Step 1: Become Educated
If you are unable to understand and/or accept your child’s innate temperament, you are likely to expect behaviors from your children for which they are incapable. In such circumstances your child’s inability to accomplish certain tasks will be interpreted as willful or manipulative and your response will be punitive. There are many good resources about children’s temperament. Among my favorites are Dr. William Carey’s book, Understanding Your Child’s Temperament (Xlibris Corporation), Jan Kristal’s book, The Temperament Perspective (Brookes Publishing) and an older book by Helen Nevell and colleagues, Temperament Tools (Parenting Press).
Step 2: Measure Your Mindset
It is important to be aware of your mindset. What do you expect from your children? How do you respond when they don’t meet those expectations? What kind of parent did you promise yourself you would be? What kind of parent are you currently? Take a measure of your mindset. Consider the behaviors and feelings you hope to view in your child and then consider the behaviors and feelings that have emerged. In some cases what you have hoped for and what you observe may be similar. But in others you may discover large differences. You may have expected an outgoing, spirited child but perceive your child as shy and quick to be unhappy. Consider how you thought you would respond and react to your child. Consider how you actually respond and then decide how you want to respond.

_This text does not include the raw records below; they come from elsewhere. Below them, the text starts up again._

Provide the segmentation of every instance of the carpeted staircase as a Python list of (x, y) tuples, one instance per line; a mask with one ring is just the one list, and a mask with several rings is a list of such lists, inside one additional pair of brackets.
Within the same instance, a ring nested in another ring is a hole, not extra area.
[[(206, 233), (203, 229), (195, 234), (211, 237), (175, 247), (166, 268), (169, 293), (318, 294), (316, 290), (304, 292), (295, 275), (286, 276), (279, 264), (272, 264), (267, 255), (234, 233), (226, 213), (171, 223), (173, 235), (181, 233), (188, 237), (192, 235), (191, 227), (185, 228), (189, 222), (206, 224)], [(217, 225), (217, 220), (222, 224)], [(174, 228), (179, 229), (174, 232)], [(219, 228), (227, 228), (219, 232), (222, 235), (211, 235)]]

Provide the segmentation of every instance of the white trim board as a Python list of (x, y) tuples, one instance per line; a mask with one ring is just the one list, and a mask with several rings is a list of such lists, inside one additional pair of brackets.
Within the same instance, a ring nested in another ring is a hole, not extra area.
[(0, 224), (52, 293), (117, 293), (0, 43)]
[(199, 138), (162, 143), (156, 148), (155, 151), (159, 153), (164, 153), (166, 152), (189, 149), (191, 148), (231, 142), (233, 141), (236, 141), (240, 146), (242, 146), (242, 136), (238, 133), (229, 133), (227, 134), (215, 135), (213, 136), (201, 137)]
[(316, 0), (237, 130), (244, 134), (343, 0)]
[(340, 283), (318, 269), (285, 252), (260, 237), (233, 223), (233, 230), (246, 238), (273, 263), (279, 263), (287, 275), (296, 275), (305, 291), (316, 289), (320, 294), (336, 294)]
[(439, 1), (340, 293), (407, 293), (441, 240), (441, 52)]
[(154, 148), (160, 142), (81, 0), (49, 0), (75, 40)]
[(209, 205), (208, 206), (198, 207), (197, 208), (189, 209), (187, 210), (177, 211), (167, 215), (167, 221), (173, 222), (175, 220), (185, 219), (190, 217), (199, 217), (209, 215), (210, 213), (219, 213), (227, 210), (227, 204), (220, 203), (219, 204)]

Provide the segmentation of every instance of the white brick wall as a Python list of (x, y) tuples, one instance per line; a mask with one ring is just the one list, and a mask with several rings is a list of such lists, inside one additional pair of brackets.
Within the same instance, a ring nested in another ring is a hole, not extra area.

Step 3: Make Necessary Adjustments
If there is a good match between your expectations and what your children can do, then you don’t need to proceed any further. When our children behave in ways that match our expectations, it is easy for us to feel good and accept them. On the other hand, if there is a mismatch you must initiate the change. I am not suggesting that you give up your dreams and wishes for your children, however, I am encouraging you to not allow your dreams to foster unrealistic expectations leading you to the perception of false hopes and broken promises. It is important to step back and modify your expectations relative to what is realistic for your children to do. It is important to separate our dreams for our children from who they are as individuals.
Step 4: Begin the Process of Collaboration
The responsibility for closing the gap between your dreams for your children and reality falls on your shoulders. But it is equally important for you to work with your child. While the previous step emphasized the need for you to initiate changes, your children shouldn’t be bystanders. Once you have come to a level of acceptance of your children for who they are, have gained a clear picture of their child’s unique temperament and style and begin to make changes in your relationship, it will be easier for you to engage with your children in problem solving discussions of appropriate goals and expectations.
British politician and author, Benjamin Disraeli, once wrote that a person’s fate is their own temperament. However, I also believe that biology is not destiny. As with the example of the two children on the beach, parents can and do play a powerful role in helping their children find happiness, joy and success in life. This process is enhanced when parents understand and work with each child’s unique temperament.